Last week, I had the opportunity to spend a few days down in New Orleans. While I was down there, I was able to spend some time visiting the Whitney Plantation in Wallace, Louisiana. Whitney Plantation is a historical landmark; its origins date all the way back to the 1700s. It originated as an indigo plantation, but later transitioned to become a plantation that produced sugar. Tours of the plantation today discuss the home and the history of its white owners, but they are not the focus of the tours. Tours of Whitney Plantation today focus on those that built the home on the plantation, those that worked all day and all night, those that had needed skills but received beatings and cruelty for them. The focus of Whitney Plantation is on memorializing African slaves and their descendants.

One of the things that stuck out to me during the tour was all of the memorials they have dedicated to those who were enslaved. Memorials are always somber, but these ones felt especially somber. As we looked around at these memorials, our tour guide told us about the way that slave owners would dehumanize their property. Here are a few ways it was done:

1. Take away their name.

On these memorials, there were lots of names listed. The list was full of English and French names, but hardly any names that came from an African culture of any kind.

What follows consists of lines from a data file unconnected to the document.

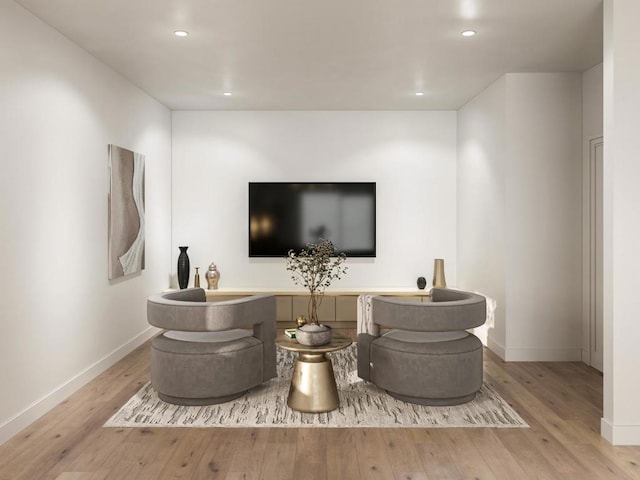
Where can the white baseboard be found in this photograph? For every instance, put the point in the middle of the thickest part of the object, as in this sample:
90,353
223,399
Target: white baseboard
534,354
38,408
495,347
543,355
620,434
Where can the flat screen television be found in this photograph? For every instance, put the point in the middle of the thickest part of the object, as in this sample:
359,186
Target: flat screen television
285,216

The slave traders and slave owners refused to respect the names their property was given at birth. Our tour guide referred to this as taking away your first human right. By being given a new name, you are now told who to be instead of learning and defining who you are by yourself.

2. Take away their culture.

Under the names of the slaves, sometimes it was included where that particular slave was taken from. The locations listed were often very general though, and did not reflect the tribe or culture their ancestors came from. Slave owners did not want slaves to keep their heritage as part of their lives, because that’s part of what makes you a human. Slaves should be property, not humans.

3. Take away opportunities to learn.

Slaves were intentionally left illiterate. This was an easy way to keep them enslaved. In some cases, slaves could purchase their freedom if they earned enough money. But if the slaves couldn’t count or read, the slave owner could keep telling the slave they hadn’t earned enough to purchase freedom, therefore keeping them enslaved. Slaves were also not allowed to practice religion. They were taken from their homes and stripped of their native religions, brought to America and told to believe Christian beliefs, but then they are not allowed to practice these beliefs. Slaves were not allowed to learn or think for themselves, but instead told everything they should be and should believe.


I write this article in an attempt to inform. As human beings, we have a right to learn. We ought to use this right in order to learn from the mistakes of the past so they are not repeated. So, keep on learning.